Israel would hold another election, but only for prime minister, according to a bill submitted to Knesset Speaker Yariv Levin on Monday by Shas MKs Rabbi Michael Malkieli and Rabbi Moshe Arbel.
The bill has the support of Prime Minister Binyamin Netanyahu.
Israel elected its prime minister directly only three times, in 1996, 1999 and 2001. Netanyahu went against the Likud when he voted for direct elections 25 years ago, ahead of the 1996 elections.
The political bloc that opposes Netanyahu has expressed opposition to the idea.
Netanyahu holds a significant advantage over other prime minister candidates in polls. A direct election for the position of prime minister is seen as a desperate attempt by Netanyahu, who is realizing that his chances are low of forming a government in the remaining time of his mandate.

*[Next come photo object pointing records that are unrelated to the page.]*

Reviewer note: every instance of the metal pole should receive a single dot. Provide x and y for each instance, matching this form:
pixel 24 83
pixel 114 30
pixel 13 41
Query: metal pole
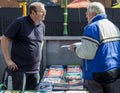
pixel 65 32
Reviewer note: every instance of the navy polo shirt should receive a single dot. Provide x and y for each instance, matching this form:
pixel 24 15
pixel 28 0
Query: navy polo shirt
pixel 26 39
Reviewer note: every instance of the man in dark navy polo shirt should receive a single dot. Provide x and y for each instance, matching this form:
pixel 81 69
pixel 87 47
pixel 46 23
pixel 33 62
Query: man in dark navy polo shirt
pixel 26 34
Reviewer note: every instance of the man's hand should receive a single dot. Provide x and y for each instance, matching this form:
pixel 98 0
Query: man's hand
pixel 72 47
pixel 11 65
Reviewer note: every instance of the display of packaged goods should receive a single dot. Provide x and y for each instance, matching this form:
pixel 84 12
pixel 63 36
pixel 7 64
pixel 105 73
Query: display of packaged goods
pixel 60 86
pixel 78 87
pixel 52 79
pixel 31 91
pixel 76 92
pixel 54 73
pixel 73 68
pixel 75 82
pixel 45 86
pixel 10 91
pixel 61 79
pixel 59 67
pixel 54 92
pixel 73 76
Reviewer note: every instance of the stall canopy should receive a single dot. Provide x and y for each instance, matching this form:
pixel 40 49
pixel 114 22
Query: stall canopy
pixel 78 4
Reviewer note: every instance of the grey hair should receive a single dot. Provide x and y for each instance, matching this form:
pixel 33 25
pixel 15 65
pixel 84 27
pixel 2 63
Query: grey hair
pixel 96 7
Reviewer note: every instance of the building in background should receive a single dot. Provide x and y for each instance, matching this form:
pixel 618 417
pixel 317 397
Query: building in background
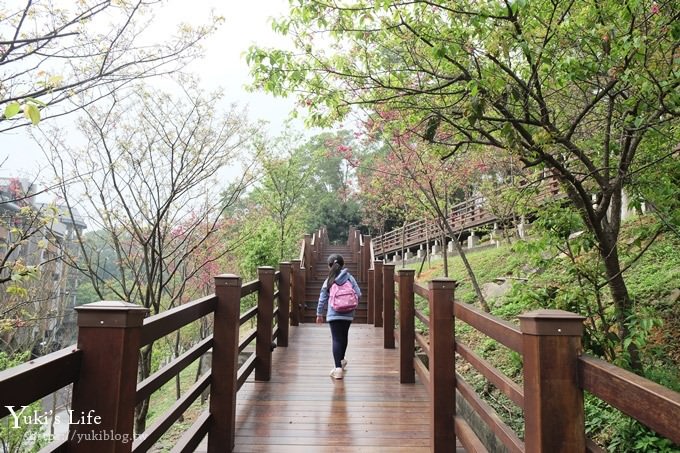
pixel 37 313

In two weeks’ time, the mandate given to Netanyahu to form a coalition by President Reuven Rivlin will end and possibly be given over to Yesh Atid leader Yair Lapid. This has caused Netanyahu’s bloc to consider some creative solutions, including changing the current voting model.

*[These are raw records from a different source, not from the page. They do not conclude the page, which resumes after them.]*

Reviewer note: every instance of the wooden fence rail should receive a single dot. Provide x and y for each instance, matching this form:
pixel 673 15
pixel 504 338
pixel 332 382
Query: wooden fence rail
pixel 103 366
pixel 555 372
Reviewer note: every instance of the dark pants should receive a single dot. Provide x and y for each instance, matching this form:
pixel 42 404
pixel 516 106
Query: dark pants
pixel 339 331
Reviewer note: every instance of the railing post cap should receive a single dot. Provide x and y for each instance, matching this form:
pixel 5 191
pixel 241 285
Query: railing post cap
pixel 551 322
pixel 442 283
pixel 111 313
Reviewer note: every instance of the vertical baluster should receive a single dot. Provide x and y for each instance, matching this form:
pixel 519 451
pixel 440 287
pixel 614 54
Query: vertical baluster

Seemingly, the goal of this new law is to allow Gideon Sa’ar’s New Hope party to enter the government under Netanyahu, where the MKs explained that the goal in the law is to “allow a clear decision on the identity of the prime minister, which will make the other parties join the coalition after the voter decision.”

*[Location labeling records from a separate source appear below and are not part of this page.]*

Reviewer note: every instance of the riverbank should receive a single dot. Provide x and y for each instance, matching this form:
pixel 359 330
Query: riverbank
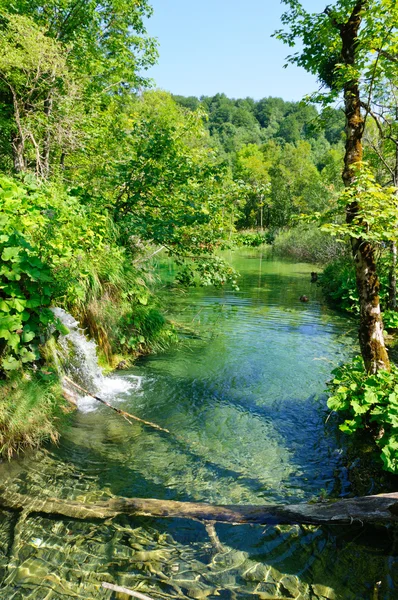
pixel 246 411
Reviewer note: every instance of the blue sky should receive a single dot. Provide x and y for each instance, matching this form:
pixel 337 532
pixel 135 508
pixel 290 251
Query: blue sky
pixel 210 46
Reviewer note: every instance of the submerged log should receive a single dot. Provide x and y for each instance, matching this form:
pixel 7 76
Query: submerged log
pixel 369 509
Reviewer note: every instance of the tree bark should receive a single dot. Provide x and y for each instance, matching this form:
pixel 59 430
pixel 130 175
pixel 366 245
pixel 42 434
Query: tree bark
pixel 382 509
pixel 371 338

Sa’ar, who has remained silent in recent days, will have to give his opinion on whether he will agree to sit under Netanyahu if he wins the direct election for prime minister, so he can claim that he did not appoint Netanyahu as prime minister.
Before that, news broke that Netanyahu summoned ministers from his Likud party to an abrupt meeting in the morning, which was, however, subsequently scrapped.
Besides Netanyahu, the two apparent kingmakers – Mansour Abbas, head of the Ra’am party, and Yamina leader Naftali Bennett – are expected to speak, as well as Yesh Atid leader Lapid.